Victor Lieberman, recently named the Raoul Wallenberg Distinguished University Professor of History, will examine these questions in his April 1 lecture “Why Were Nationalism and Democracy European? Political Community in Europe and Asia c. 1400–1850.”
Lieberman, an expert in Southeast Asia and author of several celebrated works on the region both on its own and in a global context, will speak about the unique characteristics of Western Europe that led to modern notions of democracy.
Using Burma and England as case studies, Lieberman, who also is the Marvin B. Becker Collegiate Professor of History and professor of history, will argue that in both realms, over several centuries, culture became more standardized, and particular traits became emblems of loyalty to the royal center.

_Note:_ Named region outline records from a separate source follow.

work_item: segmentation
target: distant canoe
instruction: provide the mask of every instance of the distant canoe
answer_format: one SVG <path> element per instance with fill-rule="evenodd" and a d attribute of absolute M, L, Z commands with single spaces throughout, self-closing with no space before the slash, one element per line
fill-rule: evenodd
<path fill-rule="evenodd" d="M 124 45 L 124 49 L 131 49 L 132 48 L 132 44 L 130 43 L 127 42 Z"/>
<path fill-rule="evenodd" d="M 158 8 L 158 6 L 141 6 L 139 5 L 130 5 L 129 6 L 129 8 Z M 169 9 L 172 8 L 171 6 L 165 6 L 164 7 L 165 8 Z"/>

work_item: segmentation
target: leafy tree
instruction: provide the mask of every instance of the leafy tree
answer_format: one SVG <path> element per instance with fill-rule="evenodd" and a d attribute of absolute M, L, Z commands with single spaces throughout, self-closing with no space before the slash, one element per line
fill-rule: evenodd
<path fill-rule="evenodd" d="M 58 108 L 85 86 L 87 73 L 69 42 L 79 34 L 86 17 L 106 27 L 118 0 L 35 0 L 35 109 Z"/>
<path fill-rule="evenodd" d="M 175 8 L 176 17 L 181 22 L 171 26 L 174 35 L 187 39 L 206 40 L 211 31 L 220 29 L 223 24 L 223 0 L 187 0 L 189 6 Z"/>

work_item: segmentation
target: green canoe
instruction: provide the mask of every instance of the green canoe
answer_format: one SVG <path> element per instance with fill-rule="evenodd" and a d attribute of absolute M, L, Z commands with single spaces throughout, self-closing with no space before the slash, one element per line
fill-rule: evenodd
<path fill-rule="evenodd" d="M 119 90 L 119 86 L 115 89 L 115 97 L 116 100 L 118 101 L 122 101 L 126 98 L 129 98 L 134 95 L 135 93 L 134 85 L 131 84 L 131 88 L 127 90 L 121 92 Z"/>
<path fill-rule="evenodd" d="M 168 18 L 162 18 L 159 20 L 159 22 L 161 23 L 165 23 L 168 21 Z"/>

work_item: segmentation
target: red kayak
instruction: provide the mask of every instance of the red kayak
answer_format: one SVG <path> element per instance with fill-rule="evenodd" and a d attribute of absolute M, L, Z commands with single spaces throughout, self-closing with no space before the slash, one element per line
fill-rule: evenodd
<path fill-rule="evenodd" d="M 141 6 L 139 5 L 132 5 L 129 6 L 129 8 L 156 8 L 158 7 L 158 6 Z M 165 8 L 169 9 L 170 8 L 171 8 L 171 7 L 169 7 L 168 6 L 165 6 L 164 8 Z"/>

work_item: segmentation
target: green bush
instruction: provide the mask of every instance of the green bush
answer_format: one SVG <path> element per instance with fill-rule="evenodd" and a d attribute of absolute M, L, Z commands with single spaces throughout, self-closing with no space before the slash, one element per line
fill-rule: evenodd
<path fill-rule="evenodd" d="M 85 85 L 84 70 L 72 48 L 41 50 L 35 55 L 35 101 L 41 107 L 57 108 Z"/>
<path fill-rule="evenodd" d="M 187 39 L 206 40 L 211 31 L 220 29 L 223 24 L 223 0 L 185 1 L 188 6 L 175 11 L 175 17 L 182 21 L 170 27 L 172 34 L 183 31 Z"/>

In effect, in both realms culture became politicized, but only in England did the resultant formation include legal equality, citizenship rather than subjecthood, a novel emphasis on popular sovereignty, and growing secularization — in effect, what we term “nationalism.”
Lieberman explores the legal, religious and commercial factors propelling England and much of Western Europe in this unique direction.
Lieberman was named a Distinguished University Professor in 2013. It is the highest professorial title granted at U-M. He chose Raoul Wallenberg as his namesake to honor the humanitarian who saved thousands of Jews during World War II and who also attended U-M.
“For many years I admired Wallenberg as an exemplar of genuinely heroic self-sacrifice and impartial love, and I was grateful for an opportunity to express publicly that long-standing admiration,” says Lieberman.
Lieberman has published four books, edited four others, and written 50 articles. In 2012 The American Historical Review, the leading journal of history, said his two-volume “Strange Parallels: Southeast Asia in Global Context, c. 800-1830” was “the most important work of history produced so far this century.”
“The Distinguished University Professor award is both a very welcome recognition of past work and an incentive to future research and teaching,” says Lieberman. “It reinforces my deep gratitude toward and identification with the U of M.”
Lieberman will speak at 4 p.m. April 1 in the Rackham Amphitheatre, followed by a reception in the Assembly Hall. Both are free and open to the public.